Zeytinlikleri madencilik faaliyetlerine açan 7554 sayılı kanunun yürürlüğünü durdurma ve iptali istemiyle Anayasa Mahkemesi’nde (AYM) dava açıldı. Başvuruya destek için farklı illerden gelen çevre savunucuları ile dernekler, AYM önünde, “Sonuna kadar mücadele edeceğiz. AKP elini toprağımızdan çek” dedi.
Eskişehir’den gelen ve Doğa ve Yaşam Platformu’ndan Ebru Oktay, “Maden çöplüğüne dönüştürmeye çalışan ülkemiz tıpkı İkizköylüler gibi, tıpkı Samandağ’da kendi tapulu arazilerini çadır kurarak savunmaya çalışan yurttaşlarımız gibi biz de Eskişehir’de ve Türkiye’nin hiçbir yerinde bir karış toprağımızı, bir ağacımızı bu yağmacı düzene vermeyeceğiz. Sonuna kadar mücadele edeceğiz. AKP elini toprağımızdan çek” dedi.
“Reşit Kibar’ın mücadelesini getirdik”
Ali Şükrü Kibar da “Artvin dağlarından ses getirdik, selam getirdik. Reşit Kibar’ın sesini, mücadelesini getirdik. Reşit Kibar’ın dediği gibi ‘Hiç kimseye bir ağaç dahi vermeye niyetimiz yok.’ Bu yasayı asla kabul etmeyiz. Bugün de burada bu yasaya karşı birliğimizi göstermek için buradayız” diye konuştu.
Çorum Sungurlu Karakaya Köyü’nden Servet Demirkaya da, “Karakaya Köyü’ne taşocağı yapılmak isteniyor. Köyümüzün 30 metre yakınında köyümüze zarar verecek, habitatı bozacak, köyümüzün altyapısı, suları kaçacak, evleri yıkılacak. Hatta hatta insanlar ölecek. Bu ÇED raporunu veren insanlarda ne vicdan ne merhamet var. Sadece cüzdan var” diye tepki gösterdi.
Ordu Çevre Derneği Başkanı Ertuğrul Gönül ise şöyle konuştu: “Biz bu yasaların olması bu ülkenin toprağına, suyuna, havasına, her şeyine ihanet diye görüyoruz.

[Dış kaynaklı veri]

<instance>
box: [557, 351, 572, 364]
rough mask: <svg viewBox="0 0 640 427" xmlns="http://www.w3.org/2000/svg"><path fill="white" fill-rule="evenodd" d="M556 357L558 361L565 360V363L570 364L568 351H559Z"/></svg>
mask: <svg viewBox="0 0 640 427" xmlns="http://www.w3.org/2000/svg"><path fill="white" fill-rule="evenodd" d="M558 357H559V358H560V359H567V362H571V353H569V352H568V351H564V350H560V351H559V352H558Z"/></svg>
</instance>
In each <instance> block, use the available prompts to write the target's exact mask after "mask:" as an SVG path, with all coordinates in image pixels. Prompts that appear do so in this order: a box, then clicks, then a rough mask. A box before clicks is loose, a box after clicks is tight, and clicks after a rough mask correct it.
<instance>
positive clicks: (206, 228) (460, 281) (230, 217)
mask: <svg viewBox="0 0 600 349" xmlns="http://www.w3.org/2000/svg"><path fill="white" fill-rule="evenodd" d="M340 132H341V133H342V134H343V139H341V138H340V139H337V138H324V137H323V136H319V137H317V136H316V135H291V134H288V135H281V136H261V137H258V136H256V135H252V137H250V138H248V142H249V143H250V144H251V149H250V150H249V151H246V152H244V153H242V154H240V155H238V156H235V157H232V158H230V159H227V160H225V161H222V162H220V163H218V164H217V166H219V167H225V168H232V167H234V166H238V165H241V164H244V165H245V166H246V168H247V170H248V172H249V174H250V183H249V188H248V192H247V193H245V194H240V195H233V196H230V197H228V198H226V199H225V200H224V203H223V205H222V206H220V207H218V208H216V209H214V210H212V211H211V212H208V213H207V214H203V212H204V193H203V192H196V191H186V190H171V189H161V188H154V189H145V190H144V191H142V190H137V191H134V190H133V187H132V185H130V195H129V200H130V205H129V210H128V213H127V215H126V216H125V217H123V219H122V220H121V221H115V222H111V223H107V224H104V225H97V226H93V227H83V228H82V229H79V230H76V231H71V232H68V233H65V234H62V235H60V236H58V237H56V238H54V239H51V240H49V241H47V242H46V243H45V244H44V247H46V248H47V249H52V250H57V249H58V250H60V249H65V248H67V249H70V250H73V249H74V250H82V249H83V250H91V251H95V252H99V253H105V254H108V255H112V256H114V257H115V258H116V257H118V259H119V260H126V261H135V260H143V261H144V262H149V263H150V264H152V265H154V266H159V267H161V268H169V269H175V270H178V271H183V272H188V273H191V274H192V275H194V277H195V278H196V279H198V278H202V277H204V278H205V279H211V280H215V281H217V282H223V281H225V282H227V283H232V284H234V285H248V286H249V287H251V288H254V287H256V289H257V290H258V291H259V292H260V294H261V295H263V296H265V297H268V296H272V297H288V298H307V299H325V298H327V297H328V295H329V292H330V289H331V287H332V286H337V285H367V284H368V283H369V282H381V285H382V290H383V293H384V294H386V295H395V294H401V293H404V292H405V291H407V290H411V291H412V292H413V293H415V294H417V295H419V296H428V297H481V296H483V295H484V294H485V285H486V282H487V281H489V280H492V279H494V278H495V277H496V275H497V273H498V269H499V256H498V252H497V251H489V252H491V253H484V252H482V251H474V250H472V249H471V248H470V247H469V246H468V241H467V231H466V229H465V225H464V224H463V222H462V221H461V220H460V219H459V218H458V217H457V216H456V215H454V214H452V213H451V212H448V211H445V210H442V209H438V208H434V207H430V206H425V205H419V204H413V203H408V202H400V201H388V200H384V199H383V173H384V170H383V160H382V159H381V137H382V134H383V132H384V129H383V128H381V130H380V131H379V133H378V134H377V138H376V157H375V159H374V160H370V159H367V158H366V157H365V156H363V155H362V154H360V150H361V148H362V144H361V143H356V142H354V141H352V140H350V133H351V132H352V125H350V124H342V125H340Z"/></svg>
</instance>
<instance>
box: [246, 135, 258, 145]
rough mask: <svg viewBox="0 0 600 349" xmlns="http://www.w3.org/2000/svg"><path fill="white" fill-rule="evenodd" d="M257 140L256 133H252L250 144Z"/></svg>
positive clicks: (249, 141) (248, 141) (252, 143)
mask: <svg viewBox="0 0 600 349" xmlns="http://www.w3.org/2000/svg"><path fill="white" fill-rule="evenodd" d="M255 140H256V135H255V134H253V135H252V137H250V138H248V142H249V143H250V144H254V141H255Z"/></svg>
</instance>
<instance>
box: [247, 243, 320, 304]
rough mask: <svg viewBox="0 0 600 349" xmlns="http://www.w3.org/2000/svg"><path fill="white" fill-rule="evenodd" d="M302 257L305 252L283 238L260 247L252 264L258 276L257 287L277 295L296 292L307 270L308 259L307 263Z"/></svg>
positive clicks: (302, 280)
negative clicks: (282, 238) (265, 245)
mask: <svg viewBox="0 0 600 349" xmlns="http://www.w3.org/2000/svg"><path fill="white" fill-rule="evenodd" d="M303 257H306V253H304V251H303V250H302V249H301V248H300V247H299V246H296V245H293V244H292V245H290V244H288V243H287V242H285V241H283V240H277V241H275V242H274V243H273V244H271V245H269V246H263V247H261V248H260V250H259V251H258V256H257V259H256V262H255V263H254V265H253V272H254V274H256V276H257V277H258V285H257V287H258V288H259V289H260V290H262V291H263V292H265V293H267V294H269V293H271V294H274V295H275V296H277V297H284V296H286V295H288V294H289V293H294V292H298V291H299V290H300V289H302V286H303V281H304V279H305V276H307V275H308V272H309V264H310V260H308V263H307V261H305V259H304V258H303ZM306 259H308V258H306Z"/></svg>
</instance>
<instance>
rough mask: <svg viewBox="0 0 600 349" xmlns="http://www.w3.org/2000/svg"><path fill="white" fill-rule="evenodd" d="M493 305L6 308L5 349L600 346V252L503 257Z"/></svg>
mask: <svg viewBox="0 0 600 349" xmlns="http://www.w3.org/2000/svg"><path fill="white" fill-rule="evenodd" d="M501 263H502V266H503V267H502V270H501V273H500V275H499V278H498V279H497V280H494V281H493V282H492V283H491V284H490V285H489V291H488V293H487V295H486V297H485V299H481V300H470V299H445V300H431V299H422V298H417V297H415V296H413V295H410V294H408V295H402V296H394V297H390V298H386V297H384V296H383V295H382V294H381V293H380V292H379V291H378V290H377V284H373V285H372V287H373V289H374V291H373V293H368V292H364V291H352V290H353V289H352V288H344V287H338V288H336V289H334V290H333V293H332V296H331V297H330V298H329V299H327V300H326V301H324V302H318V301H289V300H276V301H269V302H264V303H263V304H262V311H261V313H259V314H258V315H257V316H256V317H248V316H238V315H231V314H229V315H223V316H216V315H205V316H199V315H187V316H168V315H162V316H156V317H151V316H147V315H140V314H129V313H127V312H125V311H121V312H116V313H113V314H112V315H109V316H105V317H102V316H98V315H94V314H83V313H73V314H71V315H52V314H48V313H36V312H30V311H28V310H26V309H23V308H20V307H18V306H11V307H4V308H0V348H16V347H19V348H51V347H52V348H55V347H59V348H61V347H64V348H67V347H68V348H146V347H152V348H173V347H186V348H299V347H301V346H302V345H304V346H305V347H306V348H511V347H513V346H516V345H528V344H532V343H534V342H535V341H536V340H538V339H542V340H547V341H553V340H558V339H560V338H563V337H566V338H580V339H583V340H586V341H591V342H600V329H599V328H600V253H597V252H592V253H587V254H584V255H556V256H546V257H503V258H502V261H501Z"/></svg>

Ve umuyoruz ki değişecektir.”
Gerede Çayı Temiz Aksın Platformu (GEÇTAP) Koordinatörü Mehmet Emin Aslan da şunları söyledi: “nayasa Mahkemesi’nin bu konuda gerçeği görüp ülkenin taşını, toprağını koruyan insanlarla birlikte olduğunu, hukuku işleteceğine inanıyoruz.”
Tekirdağ Kent Konseyi Yürütme Kurulu’ndan Özgür Aksun da şunları ifade etti: “Biz Trakya coğrafyasındaki Saroz’dan, Kazdağları’ndan, Sırınca Ormanları’na, Ganos Dağı’nın bütün tahribatlar için buradayız. Tarım alanlarımız, topraklarımız, ayçiçeklerimiz, buğday tarlalarımız şu anda neredeyse bu yasayla birlikte yok olmak üzere.”
“Maden yasası iptal edilsin”
Yatağan Çevre ve Kültür Derneği’nden Muammer Bahçeli de “Yasanın iptali için açılacak olan davayı destekliyoruz. Yatağan 43 yıldır zaten Termik Santral’ın eseri altında. Bu şirket doğa düşmanı olduğu kadar tarih düşmanı da. Biz burada mücadelemizi sürdürüyoruz” dedi.
Karınca Kararınca Derneği’nden Aslı Kahraman Eren de şöyle konuştu: “Burada tüm bu ülkenin köy üreticilerine, toprak emekçilerine de seslenelim. Lütfen çiftçi kardeşim, toprak emekçim, gel ses ol yaşadığın coğrafyaya. Hep birlikte mücadele edelim.”
Ayrıca Emek Partisi (EMEP) İstanbul Milletvekili İskender Bayhan da Anayasa Mahkemesi önünde yaptığı açıklamada ‘Süper Talan Yasası’ olarak adlandırılan düzenlemenin iptal edilmesi gerektiğini belirtti. Bayhan, enerji ve maden politikalarının “yabancı tekellere ve sermayeye hizmet ettiğini” söyledi.